HOUGHTON - Copper Country business owners heard from an expert Wednesday on how recent health care reforms will affect them.
Timothy Byrne, vice president of M3 Insurance Solutions, spoke at Michigan Technological University. The visit was sponsored by the Keweenaw Chamber of Commerce, Keweenaw Economic Development Alliance and Aspirus Keweenaw Hospital.
The Affordable Care Act was signed into law in 2010, and upheld by the Supreme Court earlier this year. Chief Justice John Roberts' ruling included a change to Medicaid rules into the bill, which allows a state to opt out of expanded coverage more easily and makes it less clear if more people will be eligible for subsidies starting in 2014.
Garrett Neese/Daily Mining Gazette
Timothy Byrne, vice president of M3 Insurance Solutions, speaks about changes in health care law Wednesday at Michigan Technological University. The visit was sponsored by the Keweenaw Chamber of Commerce, Keweenaw Economic Development Alliance and Aspirus Keweenaw Hospital.
Numerous provisions of the bill have already taken effect, including coverage for dependents up to age 26, coverage for children with pre-existing conditions and eliminating lifetime limits on coverage. Other elements, such as the individual mandate and banning the denial of coverage based on pre-existing conditions, will be phased in gradually.
Starting Oct. 1, people have to provide a summary of benefits and coverages to their employees. For almost all businesses, Byrne recommends relying "100 percent" on their insurance carrier. That notification requirement also extends to employees who are not on the company's plan.
"If there's a value in talking about this today, it is because you have to remind your insurance carrier that they've got to get something out to you pretty soon," Byrne said.
Employees must also put the cost of health insurance on employees' W-2 forms by Jan 1. However, there's been some suggestions that the requirement will be waived for the time being because of the difficulties for larger companies in preparing it.
Byrne dismissed the idea of the notification being a "ruse" to figure out a way to tax health insurance benefits.

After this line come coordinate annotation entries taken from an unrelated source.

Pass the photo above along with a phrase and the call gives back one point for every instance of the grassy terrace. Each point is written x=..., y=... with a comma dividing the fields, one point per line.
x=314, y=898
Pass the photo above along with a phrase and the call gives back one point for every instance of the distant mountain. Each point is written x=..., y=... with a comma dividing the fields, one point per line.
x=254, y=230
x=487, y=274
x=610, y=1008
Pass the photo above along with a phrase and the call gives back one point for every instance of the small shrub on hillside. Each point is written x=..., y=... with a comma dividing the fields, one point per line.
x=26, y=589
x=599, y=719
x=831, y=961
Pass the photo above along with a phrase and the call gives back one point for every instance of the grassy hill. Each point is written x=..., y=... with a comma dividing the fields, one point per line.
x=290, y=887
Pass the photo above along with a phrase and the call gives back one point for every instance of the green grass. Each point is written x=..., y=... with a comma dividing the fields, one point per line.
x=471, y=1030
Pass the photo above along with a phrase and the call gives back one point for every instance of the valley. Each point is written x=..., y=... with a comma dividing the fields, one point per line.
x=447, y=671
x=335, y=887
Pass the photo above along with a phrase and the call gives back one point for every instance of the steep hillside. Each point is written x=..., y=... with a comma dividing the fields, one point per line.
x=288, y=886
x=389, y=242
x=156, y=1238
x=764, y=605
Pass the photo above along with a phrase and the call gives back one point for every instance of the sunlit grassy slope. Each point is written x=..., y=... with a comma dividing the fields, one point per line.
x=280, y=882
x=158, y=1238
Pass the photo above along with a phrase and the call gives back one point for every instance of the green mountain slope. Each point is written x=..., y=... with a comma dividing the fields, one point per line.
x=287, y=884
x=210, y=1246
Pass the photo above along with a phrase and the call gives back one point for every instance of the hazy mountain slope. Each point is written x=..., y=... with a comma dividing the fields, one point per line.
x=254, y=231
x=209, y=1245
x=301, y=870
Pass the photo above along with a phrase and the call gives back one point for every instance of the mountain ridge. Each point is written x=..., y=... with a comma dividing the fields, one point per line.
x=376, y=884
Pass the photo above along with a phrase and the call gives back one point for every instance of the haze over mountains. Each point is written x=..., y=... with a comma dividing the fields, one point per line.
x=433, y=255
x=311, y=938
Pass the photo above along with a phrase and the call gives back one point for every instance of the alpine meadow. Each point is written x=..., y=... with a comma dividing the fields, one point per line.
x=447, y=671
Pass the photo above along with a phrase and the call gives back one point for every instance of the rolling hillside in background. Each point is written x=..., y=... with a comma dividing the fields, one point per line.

"It is a way of demonstrating to the administrators of the IRS that you have insurance in place," he said, which will become important when the individual mandate takes effect in 2014.
To compensate for the ban on denying coverage based on pre-existing conditions, the bill included a provision requiring Americans to buy coverage.
However, Byrne said, the penalty is so small - $95 - that many people would choose it over a premium, which he said would average $4,800 a year for a family of five. And if they got sick, he said, there would be enough time for them to sign up for a plan before seeking treatment.
Byrne debated the point in a long conversation with Sen. Olympia Snowe, R-Maine, a moderate heavily courted by the Obama administration who eventually voted against the bill.
"She said, 'Do you know how bad the timber industry's going in Maine right now? ... Do you know how our lobster fleet is doing economically right now competing with foreign interests?" Byrne said.
Byrne guessed that if people don't buy a plan, the cost for the mandate would be added to their tax bill at the end of the year.
Byrne also talked about the push to create health exchanges, which he likened to an "Expedia for health care" where people can shop for plans.
Gov. Rick Snyder's plan to create an exchange was blocked by House Republicans in committee. Without that plan, he said, Michigan is losing a chance to help tailor it to its own needs.
"They're going to be given an exchange, and they're going to be told that 'This is it, you didn't make the deadlines, so we're coming in and doing it, but if you want a partnership, then you administer it,'" he said. "That's unquestionably what's going to happen. Because the clock is ticking on creating an exchange in the state. You'd better have a pretty good blueprint for how to do it by Nov. 13."
Renee Hiller, a member of Tech's human resources department, thought the speech was informative, especially Byrne's experiences in Washington during the legislative battle over the bill.
"I'm always interested to learn how politics play into things," he said.
Scott Dianda of Calumet, the Democratic candidate for the 110th District of the Michigan House of Representatives, applauded Byrne's talk about health care exchanges.
"It was extremely important that that got done through the governor's plan," he said. "... To be held up after an election process, it's going to be more confusion for the small business owner. They don't have a resource to go to. That's why I believe that that should have been done, and I agree with what the governor wanted to do on that point."